À bord, les places ont été distribuées selon le rang. «Ils sont soit en éco, soit en business, soit en première classe», précise l'organisateur. Pour ceux relégués en cabine économique, deux sièges leur sont systématiquement alloués. «C'est impossible pour eux de tenir dans un seul», reconnaît-il.
Toilettes renforcées et ramens de minuit
Sur le sol parisien, le défi logistique est tout aussi grand. Les sanitaires ont dû être repensés. Les toilettes suspendues, omniprésentes en France, ne sont en effet pas conçues pour supporter des hommes pesant en moyenne 150 kilos. «Il a fallu créer des cales en-dessous», explique David Rotschild.
Côté alimentation, les organisateurs ont revu leurs proportions à la hausse. «On prévoit entre une fois et demie et deux fois les quantités pour une personne normale», souligne l'organisateur.
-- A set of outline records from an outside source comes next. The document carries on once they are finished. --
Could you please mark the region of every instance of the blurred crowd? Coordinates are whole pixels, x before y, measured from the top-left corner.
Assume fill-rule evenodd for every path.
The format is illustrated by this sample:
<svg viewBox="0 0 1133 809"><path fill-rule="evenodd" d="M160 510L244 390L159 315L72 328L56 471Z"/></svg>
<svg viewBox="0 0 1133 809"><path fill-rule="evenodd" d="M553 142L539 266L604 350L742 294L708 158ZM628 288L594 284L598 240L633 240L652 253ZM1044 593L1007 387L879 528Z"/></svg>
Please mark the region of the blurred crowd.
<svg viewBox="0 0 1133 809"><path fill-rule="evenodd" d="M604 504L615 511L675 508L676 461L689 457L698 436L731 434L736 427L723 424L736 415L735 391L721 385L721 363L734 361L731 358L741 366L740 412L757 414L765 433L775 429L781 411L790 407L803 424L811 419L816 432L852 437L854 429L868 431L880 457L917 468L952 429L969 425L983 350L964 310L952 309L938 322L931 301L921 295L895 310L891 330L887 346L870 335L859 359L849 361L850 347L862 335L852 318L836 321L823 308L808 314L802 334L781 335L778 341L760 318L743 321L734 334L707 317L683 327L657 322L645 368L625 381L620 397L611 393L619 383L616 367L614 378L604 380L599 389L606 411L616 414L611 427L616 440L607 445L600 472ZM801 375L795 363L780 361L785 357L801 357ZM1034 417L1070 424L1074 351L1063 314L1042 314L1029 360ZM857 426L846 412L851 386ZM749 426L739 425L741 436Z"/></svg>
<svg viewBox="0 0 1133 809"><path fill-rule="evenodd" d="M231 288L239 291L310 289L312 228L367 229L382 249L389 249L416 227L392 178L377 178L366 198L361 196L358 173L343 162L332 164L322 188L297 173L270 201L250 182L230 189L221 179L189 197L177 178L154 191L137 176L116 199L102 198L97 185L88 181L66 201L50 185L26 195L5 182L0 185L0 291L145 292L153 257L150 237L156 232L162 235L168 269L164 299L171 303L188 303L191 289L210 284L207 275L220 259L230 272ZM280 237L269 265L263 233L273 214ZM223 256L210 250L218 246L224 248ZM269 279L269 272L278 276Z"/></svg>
Le menu est résolument nippon, agrémenté d'un petit-déjeuner à l'occidentale enrichi d'un supplément riz.
Pour les fringales nocturnes, c'est la même histoire : «Il faut aussi pouvoir fournir de la nourriture pour qu'ils s'alimentent la nuit s'ils ont faim : des ramens instantanés, des boîtes isothermes pour ramener de la nourriture dans les chambres en cas de besoin», précise-t-il. Trois onigiris, ces boulettes de riz farcies emblématiques de la cuisine japonaise, sont également prévus par athlète chaque soir.
Un dohyo des Ardennes
Le promoteur, pourtant rompu à l'organisation de grands événements, du MMA à la K-pop, ne s'attendait pas à une telle somme de détails. Une logistique XXL qui est millimétrée jusqu'au sol de l'arène. «À part l'écran géant de Bercy et ce qu'on doit fournir sur place, tout vient du Japon», insiste David Rotschild. La plate-forme du dohyo a été rapatriée par cargo depuis l'archipel nippon.
Pour la terre argileuse recouvrant le ring, les organisateurs ont mandaté un ingénieur spécialiste chargé de sourcer un sol aux propriétés proches de celui utilisé au Japon. Après analyse comparative de plusieurs échantillons, c'est une terre des Ardennes qui a finalement été plébiscitée par les dirigeants de la Japan Sumo Association, lors de leur venue à Paris en février.
Des figures tutélaires comme Hoshoryu Tomokatsu et Onosato Daiki fouleront le dohyo pendant deux jours. Un spectacle rarissime, au terme d'une préparation dont chaque détail, du grain de sel au siège d'avion, a été pesé avec le soin d'un rituel.